O saxofonista King Jim, nome artístico de Ricardo Weissheimer Cordeiro, de 57 anos, também teve de enfrentar o transplante de fígado. Ele começou a tocar o instrumento em função da asma, que o acompanha desde a infância. Cirrose e Hepatite C se apresentaram para ele em meados da década de 1980. “Na época, eu não sentia nada. Também, nem existia informação, eu nem sabia o que uma Hepatite C poderia fazer”. Com o tempo, o fígado ficou comprometido e só restou a King Jim lutar por um novo órgão. Só que, em vez de três meses na fila, como Bebeto, ele ficou três anos. “Quando a cirrose se manifestou, comecei a ter problemas. Os sintomas eram muito ruins, eu tive hérnia no umbigo. Tive de parar de tocar, pois toda hora eu ia para o hospital. Me internei para desintoxicação de drogas e álcool e aí o médico me disse que, se eu estivesse a fim mesmo, me colocaria na fila, para me salvar. Se não, eu teria apenas mais um ano de vida”. Hoje, ele diz que está comportado. “Não estou tocando, pelo menos até fazer a cirurgia de hérnia, em outubro”. Deprimidos em matéria de imunologia, Bebeto, Jimi Joe e King Jim são suscetíveis a todo tipo de doença. “Qualquer gripe vagabunda nos derruba”, diz Bebeto. Por causa dos problemas de imunidade, eles não saem de casa sem estarem abastecidos de máscaras cirúrgicas. “Precisamos delas para entrar no elevador, pegar um ônibus ou até ir ao hospital”, conta King Jim.

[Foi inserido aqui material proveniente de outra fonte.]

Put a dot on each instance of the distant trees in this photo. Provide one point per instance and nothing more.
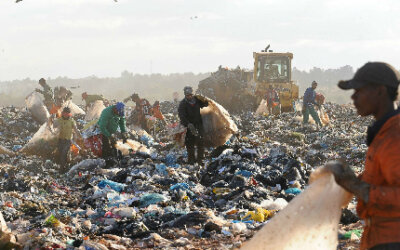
(327, 81)
(160, 87)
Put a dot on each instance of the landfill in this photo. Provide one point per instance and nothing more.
(151, 199)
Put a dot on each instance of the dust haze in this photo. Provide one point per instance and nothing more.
(161, 86)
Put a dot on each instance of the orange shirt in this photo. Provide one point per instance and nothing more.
(382, 172)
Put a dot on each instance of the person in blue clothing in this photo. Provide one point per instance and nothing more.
(309, 103)
(110, 119)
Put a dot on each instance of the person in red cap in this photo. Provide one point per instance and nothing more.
(67, 127)
(377, 189)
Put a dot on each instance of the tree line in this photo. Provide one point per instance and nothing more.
(161, 86)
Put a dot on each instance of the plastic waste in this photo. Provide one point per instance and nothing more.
(217, 123)
(260, 215)
(119, 187)
(36, 107)
(162, 169)
(322, 202)
(43, 143)
(151, 198)
(293, 191)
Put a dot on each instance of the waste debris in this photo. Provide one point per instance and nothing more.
(151, 198)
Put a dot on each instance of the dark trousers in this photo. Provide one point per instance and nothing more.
(191, 142)
(63, 149)
(309, 110)
(108, 149)
(387, 246)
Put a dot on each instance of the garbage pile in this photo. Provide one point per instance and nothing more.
(153, 199)
(231, 88)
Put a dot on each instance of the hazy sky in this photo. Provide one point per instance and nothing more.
(77, 38)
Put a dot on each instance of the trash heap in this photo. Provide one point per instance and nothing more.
(232, 88)
(153, 199)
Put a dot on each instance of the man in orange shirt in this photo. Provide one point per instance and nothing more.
(378, 187)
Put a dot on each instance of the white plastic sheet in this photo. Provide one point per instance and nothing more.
(310, 221)
(35, 105)
(43, 142)
(217, 123)
(75, 110)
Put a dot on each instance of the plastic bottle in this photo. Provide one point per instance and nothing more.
(119, 187)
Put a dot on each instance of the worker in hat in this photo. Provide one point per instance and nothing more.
(272, 99)
(90, 99)
(377, 189)
(61, 95)
(189, 115)
(142, 109)
(112, 118)
(47, 93)
(309, 103)
(67, 127)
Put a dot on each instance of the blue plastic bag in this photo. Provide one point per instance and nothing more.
(119, 187)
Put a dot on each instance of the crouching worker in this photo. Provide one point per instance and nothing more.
(189, 114)
(377, 189)
(112, 118)
(67, 127)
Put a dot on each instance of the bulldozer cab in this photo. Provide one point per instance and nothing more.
(275, 69)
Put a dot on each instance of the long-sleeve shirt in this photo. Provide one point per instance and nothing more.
(190, 113)
(309, 97)
(109, 122)
(92, 98)
(382, 172)
(67, 128)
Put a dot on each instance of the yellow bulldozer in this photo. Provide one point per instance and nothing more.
(275, 69)
(241, 90)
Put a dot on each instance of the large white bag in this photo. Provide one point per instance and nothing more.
(36, 107)
(218, 124)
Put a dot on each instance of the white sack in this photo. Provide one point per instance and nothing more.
(218, 124)
(35, 106)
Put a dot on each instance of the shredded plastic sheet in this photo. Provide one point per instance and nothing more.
(310, 221)
(75, 110)
(5, 151)
(35, 105)
(218, 124)
(43, 142)
(94, 111)
(133, 146)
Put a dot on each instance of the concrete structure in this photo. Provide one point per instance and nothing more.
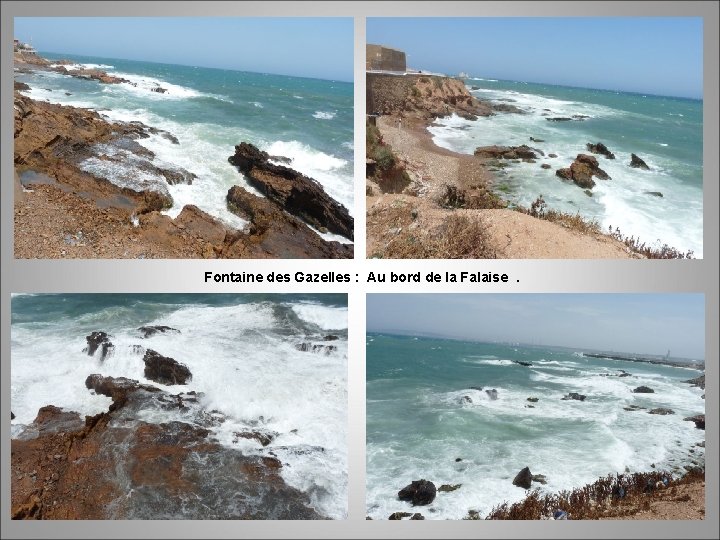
(380, 58)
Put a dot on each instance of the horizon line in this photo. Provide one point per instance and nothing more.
(39, 53)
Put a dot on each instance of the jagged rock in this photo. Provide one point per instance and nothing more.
(575, 395)
(507, 152)
(699, 420)
(523, 479)
(264, 438)
(582, 170)
(148, 331)
(99, 340)
(165, 370)
(294, 192)
(419, 492)
(601, 149)
(637, 163)
(274, 233)
(661, 411)
(698, 382)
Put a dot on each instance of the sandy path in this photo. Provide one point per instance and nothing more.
(514, 235)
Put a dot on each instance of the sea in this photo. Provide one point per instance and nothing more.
(666, 132)
(425, 422)
(210, 111)
(241, 350)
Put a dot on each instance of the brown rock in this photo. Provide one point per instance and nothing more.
(294, 192)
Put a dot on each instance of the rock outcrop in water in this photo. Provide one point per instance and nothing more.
(99, 340)
(113, 466)
(582, 170)
(165, 370)
(419, 492)
(294, 192)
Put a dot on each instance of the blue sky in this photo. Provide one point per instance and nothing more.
(636, 323)
(308, 47)
(657, 55)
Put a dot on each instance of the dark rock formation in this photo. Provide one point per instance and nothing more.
(507, 152)
(601, 149)
(699, 420)
(523, 479)
(582, 170)
(99, 340)
(148, 331)
(316, 348)
(419, 492)
(273, 233)
(292, 191)
(165, 370)
(661, 411)
(575, 395)
(263, 437)
(637, 163)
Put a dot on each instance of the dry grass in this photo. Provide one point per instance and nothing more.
(612, 496)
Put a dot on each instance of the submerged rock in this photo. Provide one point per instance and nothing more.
(99, 340)
(419, 492)
(294, 192)
(165, 370)
(148, 331)
(637, 163)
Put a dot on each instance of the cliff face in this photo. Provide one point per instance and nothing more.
(427, 95)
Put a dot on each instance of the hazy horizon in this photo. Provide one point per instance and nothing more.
(310, 47)
(644, 324)
(645, 55)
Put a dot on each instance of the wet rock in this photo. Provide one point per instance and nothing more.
(699, 420)
(507, 152)
(523, 479)
(293, 192)
(99, 340)
(600, 148)
(698, 382)
(165, 370)
(637, 163)
(316, 348)
(582, 170)
(264, 438)
(148, 331)
(399, 515)
(419, 492)
(661, 411)
(274, 233)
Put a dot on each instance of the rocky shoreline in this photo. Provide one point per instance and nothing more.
(65, 206)
(401, 109)
(116, 465)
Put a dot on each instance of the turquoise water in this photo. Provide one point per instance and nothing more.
(666, 132)
(242, 352)
(212, 110)
(419, 420)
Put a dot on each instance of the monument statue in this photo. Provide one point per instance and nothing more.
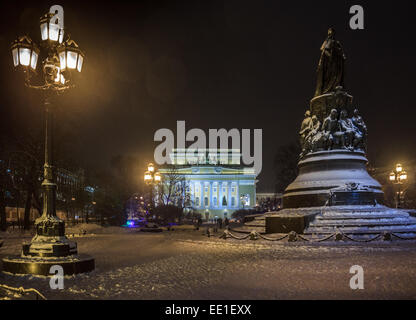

Show em agradecimento Em virtude do transplante, Jim Joe teve complicações e viveu um processo de idas e vindas do hospital. Em uma destas vezes, ficou internado por três meses. “Eu estava lá, chateado da vida, quando fiquei sabendo que o Bebeto e o King Jim também tinham sido transplantados. Aí a minha mulher deu a ideia de a gente fazer um show. Eu gostei, três pessoas conhecidas que podem fazer algo para que a doação seja mais visível. É uma forma de agradecer o que ganhamos e retribuir. É importante doar órgãos e salvar vidas. Somos sobreviventes, mas muitos parceiros não tiveram a mesma sorte”. Para Bebeto Alves, é preciso destacar o impacto
desta situação delicada na vida de cada um deles. “Percebemos que a finitude é real e séria. Ela chegou para nós, estivemos perto do fim e, neste momento, recebemos órgãos que nos dão a perspectiva de continuar vivos. É uma emoção indescritível e nós temos de retribuir”. Ele faz questão de salientar que os três foram atendidos por meio do Sistema Único de Saúde (SUS), tanto no transplante quanto na medicação pré e pós. “A gente sabe que é tudo muito caro, mas o atendimento tem sido da melhor qualidade”. O show já está marcado para 27 de setembro, Dia Nacional de Doação de Órgãos, na Fundação Ecarta.